Circuit Court rejects Biden’s bid to reinstate student loan bailout

by Chris Lange

Chris Lange, FISM News

 

The New Orleans-based 5th U.S. Circuit Court of Appeals rejected President Joe Biden’s request to overturn a Texas judge’s ruling that his administration’s $400 billion student loan debt relief program is unlawful

The three-judge panel unanimously chose not to lift a U.S. District judge’s Nov. 10 order vacating Biden’s student debt relief program. The panel includes one appointee, each, from the Bush, Obama, and Trump administrations. 

The court did elect, however, to expedite the case in its docket to the “next available” oral argument.

The White House did not issue a statement in response to the 5th Circuit ruling but had previously said that if the court did not rule in its favor, the administration would ask the U.S. Supreme Court to intervene.

The ruling from Texas-based U.S. District Judge Mark Pittman is one of two nationally that have prevented Biden’s Department of Education from moving forward with the program. The suit over which Pittman presided was filed on behalf of two individuals represented by the conservative advocacy group Job Creators Network Foundation. 

In his decision, Pittman, a Trump appointee, referred to the loan bailout plan as “one of the largest exercises of legislative power without congressional authority in the history of the United States.” 

Separately, the St. Louis-based 8th U.S. Circuit Court of Appeals wrote an injunction to prevent the student loan forgiveness program from taking effect in a legal challenge filed by the Republican-led states of Arkansas, Iowa, Kansas, Missouri, Nebraska, and South Carolina.

The Biden administration argued that the HEROES Act of 2003 gives it authority to discharge $10,000 in student loan debt per borrower — double that amount for Pell grant recipients — under a national emergency, citing the COVID-19 pandemic.

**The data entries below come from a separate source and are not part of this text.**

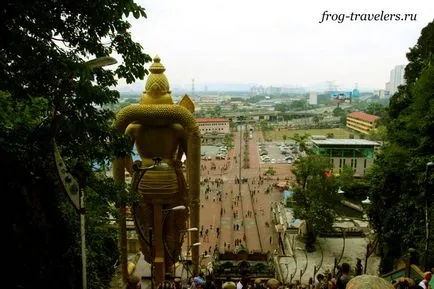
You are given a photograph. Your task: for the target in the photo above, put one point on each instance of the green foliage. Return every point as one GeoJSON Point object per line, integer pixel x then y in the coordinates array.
{"type": "Point", "coordinates": [44, 70]}
{"type": "Point", "coordinates": [314, 196]}
{"type": "Point", "coordinates": [398, 176]}
{"type": "Point", "coordinates": [339, 112]}
{"type": "Point", "coordinates": [376, 109]}
{"type": "Point", "coordinates": [302, 141]}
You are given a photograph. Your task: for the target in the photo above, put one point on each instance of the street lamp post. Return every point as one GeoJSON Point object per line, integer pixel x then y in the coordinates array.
{"type": "Point", "coordinates": [194, 229]}
{"type": "Point", "coordinates": [94, 63]}
{"type": "Point", "coordinates": [428, 167]}
{"type": "Point", "coordinates": [185, 261]}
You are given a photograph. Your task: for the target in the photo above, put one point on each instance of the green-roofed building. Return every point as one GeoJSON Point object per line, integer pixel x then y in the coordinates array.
{"type": "Point", "coordinates": [357, 154]}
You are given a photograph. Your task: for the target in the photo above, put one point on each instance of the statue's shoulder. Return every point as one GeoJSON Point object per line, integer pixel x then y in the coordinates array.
{"type": "Point", "coordinates": [178, 128]}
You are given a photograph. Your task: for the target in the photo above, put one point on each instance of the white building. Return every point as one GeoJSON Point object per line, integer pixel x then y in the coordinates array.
{"type": "Point", "coordinates": [396, 79]}
{"type": "Point", "coordinates": [213, 125]}
{"type": "Point", "coordinates": [313, 98]}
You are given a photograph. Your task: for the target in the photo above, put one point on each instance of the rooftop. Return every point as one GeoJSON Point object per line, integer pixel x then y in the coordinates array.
{"type": "Point", "coordinates": [208, 119]}
{"type": "Point", "coordinates": [354, 142]}
{"type": "Point", "coordinates": [363, 116]}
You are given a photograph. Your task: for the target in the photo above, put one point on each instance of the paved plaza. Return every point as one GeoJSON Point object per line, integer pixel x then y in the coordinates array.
{"type": "Point", "coordinates": [238, 215]}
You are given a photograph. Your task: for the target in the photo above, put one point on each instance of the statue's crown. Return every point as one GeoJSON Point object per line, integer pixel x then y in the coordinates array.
{"type": "Point", "coordinates": [157, 86]}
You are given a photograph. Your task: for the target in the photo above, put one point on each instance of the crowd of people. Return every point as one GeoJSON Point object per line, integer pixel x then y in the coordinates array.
{"type": "Point", "coordinates": [342, 280]}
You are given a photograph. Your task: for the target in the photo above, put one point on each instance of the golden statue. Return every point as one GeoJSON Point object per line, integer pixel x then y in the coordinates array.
{"type": "Point", "coordinates": [162, 133]}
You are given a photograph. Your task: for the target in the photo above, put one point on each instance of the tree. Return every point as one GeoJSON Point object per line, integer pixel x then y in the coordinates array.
{"type": "Point", "coordinates": [43, 70]}
{"type": "Point", "coordinates": [314, 198]}
{"type": "Point", "coordinates": [376, 109]}
{"type": "Point", "coordinates": [302, 141]}
{"type": "Point", "coordinates": [398, 180]}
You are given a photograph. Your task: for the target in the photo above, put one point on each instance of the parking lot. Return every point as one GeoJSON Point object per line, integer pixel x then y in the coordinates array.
{"type": "Point", "coordinates": [274, 152]}
{"type": "Point", "coordinates": [210, 152]}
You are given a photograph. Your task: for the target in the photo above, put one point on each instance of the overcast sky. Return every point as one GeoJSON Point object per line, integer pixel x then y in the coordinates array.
{"type": "Point", "coordinates": [278, 42]}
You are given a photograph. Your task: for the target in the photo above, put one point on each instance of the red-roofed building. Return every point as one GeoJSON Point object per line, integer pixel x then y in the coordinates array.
{"type": "Point", "coordinates": [213, 130]}
{"type": "Point", "coordinates": [361, 122]}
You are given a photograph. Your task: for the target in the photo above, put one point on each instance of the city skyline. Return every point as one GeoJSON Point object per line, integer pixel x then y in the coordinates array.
{"type": "Point", "coordinates": [277, 43]}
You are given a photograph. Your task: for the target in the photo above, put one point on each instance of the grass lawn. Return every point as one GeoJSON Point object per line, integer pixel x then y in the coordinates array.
{"type": "Point", "coordinates": [338, 133]}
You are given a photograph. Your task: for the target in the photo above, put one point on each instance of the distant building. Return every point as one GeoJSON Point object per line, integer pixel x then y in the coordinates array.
{"type": "Point", "coordinates": [357, 154]}
{"type": "Point", "coordinates": [355, 93]}
{"type": "Point", "coordinates": [396, 79]}
{"type": "Point", "coordinates": [313, 98]}
{"type": "Point", "coordinates": [361, 122]}
{"type": "Point", "coordinates": [213, 130]}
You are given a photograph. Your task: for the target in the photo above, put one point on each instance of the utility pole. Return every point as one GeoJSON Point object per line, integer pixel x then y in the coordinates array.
{"type": "Point", "coordinates": [239, 175]}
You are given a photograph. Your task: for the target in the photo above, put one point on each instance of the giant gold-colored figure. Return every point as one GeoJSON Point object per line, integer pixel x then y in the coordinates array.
{"type": "Point", "coordinates": [162, 133]}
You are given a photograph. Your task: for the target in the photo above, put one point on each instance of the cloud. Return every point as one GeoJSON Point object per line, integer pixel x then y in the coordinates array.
{"type": "Point", "coordinates": [277, 42]}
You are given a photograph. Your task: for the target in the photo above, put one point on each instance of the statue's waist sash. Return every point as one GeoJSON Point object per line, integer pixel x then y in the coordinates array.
{"type": "Point", "coordinates": [162, 182]}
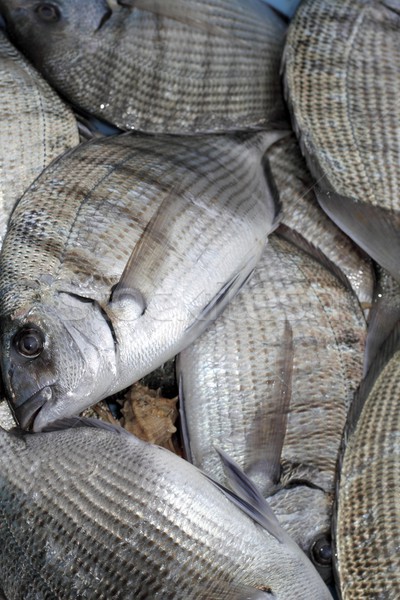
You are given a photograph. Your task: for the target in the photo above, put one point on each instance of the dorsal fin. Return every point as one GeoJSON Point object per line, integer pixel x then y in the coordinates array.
{"type": "Point", "coordinates": [248, 498]}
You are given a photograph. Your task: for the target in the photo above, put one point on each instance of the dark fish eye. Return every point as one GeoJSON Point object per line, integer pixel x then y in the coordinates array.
{"type": "Point", "coordinates": [321, 551]}
{"type": "Point", "coordinates": [48, 12]}
{"type": "Point", "coordinates": [29, 342]}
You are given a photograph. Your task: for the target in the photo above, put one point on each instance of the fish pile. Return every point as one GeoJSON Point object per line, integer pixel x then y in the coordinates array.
{"type": "Point", "coordinates": [217, 183]}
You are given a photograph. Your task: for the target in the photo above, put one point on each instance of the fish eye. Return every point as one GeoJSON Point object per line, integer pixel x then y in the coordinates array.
{"type": "Point", "coordinates": [29, 342]}
{"type": "Point", "coordinates": [321, 551]}
{"type": "Point", "coordinates": [47, 12]}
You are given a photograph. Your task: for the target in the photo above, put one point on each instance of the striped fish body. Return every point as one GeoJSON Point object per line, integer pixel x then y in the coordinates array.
{"type": "Point", "coordinates": [342, 83]}
{"type": "Point", "coordinates": [367, 527]}
{"type": "Point", "coordinates": [177, 224]}
{"type": "Point", "coordinates": [35, 127]}
{"type": "Point", "coordinates": [176, 66]}
{"type": "Point", "coordinates": [230, 375]}
{"type": "Point", "coordinates": [87, 513]}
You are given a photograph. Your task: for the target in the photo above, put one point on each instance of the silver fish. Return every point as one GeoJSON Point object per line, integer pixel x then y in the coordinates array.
{"type": "Point", "coordinates": [7, 420]}
{"type": "Point", "coordinates": [305, 223]}
{"type": "Point", "coordinates": [119, 256]}
{"type": "Point", "coordinates": [385, 313]}
{"type": "Point", "coordinates": [35, 127]}
{"type": "Point", "coordinates": [279, 413]}
{"type": "Point", "coordinates": [176, 66]}
{"type": "Point", "coordinates": [96, 514]}
{"type": "Point", "coordinates": [367, 531]}
{"type": "Point", "coordinates": [342, 79]}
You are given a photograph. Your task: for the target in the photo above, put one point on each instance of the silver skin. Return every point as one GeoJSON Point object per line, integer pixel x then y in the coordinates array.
{"type": "Point", "coordinates": [92, 513]}
{"type": "Point", "coordinates": [367, 519]}
{"type": "Point", "coordinates": [35, 127]}
{"type": "Point", "coordinates": [182, 66]}
{"type": "Point", "coordinates": [119, 256]}
{"type": "Point", "coordinates": [342, 84]}
{"type": "Point", "coordinates": [281, 420]}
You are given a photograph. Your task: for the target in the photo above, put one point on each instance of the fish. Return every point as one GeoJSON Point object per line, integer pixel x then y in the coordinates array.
{"type": "Point", "coordinates": [367, 515]}
{"type": "Point", "coordinates": [94, 512]}
{"type": "Point", "coordinates": [385, 313]}
{"type": "Point", "coordinates": [36, 126]}
{"type": "Point", "coordinates": [304, 222]}
{"type": "Point", "coordinates": [342, 84]}
{"type": "Point", "coordinates": [118, 256]}
{"type": "Point", "coordinates": [270, 382]}
{"type": "Point", "coordinates": [182, 66]}
{"type": "Point", "coordinates": [7, 420]}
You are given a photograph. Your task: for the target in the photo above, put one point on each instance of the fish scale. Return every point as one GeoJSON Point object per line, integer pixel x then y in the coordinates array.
{"type": "Point", "coordinates": [191, 218]}
{"type": "Point", "coordinates": [367, 523]}
{"type": "Point", "coordinates": [230, 374]}
{"type": "Point", "coordinates": [36, 127]}
{"type": "Point", "coordinates": [342, 84]}
{"type": "Point", "coordinates": [314, 232]}
{"type": "Point", "coordinates": [111, 516]}
{"type": "Point", "coordinates": [177, 67]}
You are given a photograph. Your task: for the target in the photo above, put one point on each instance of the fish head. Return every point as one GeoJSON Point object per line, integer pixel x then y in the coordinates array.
{"type": "Point", "coordinates": [54, 35]}
{"type": "Point", "coordinates": [305, 513]}
{"type": "Point", "coordinates": [57, 359]}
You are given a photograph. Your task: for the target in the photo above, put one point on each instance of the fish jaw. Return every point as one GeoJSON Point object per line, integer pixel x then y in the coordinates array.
{"type": "Point", "coordinates": [74, 368]}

The GOP-led states, however, called this line of reasoning a false “pretext” designed to justify the handouts and an “unlawful” abuse of HEROES, which was created to provide loan assistance to U.S. military personnel. 

“The [HEROES] Act requires a real connection to a national emergency. But the Department’s reliance on the COVID-19 pandemic is a pretext to mask the president’s true goal of fulfilling his campaign promise to erase student-loan debt,” the states argued in the court filing.

The Biden administration has asked the U.S. Supreme Court to reverse that order.

The U.S. Department of Education had already approved 16 million borrower applications for relief by the time Pittman issued his ruling. Biden last week announced another extension of the nearly three-year student loan repayment pause through the end of August. The added extension carries a $40 billion price tag ($5 billion/month), bringing the total cost of repayment pauses to $195 billion, according to a Committee for a Responsible Budget analysis. If the Student debt relief plan goes into effect, it will cost each U.S. taxpayer an estimated $2,500.

Biden’s debt relief program has drawn strident opposition from Republicans, who have accused the president of transferring the burden of debt from wealthy academic elites to lower-income Americans who did not go to college.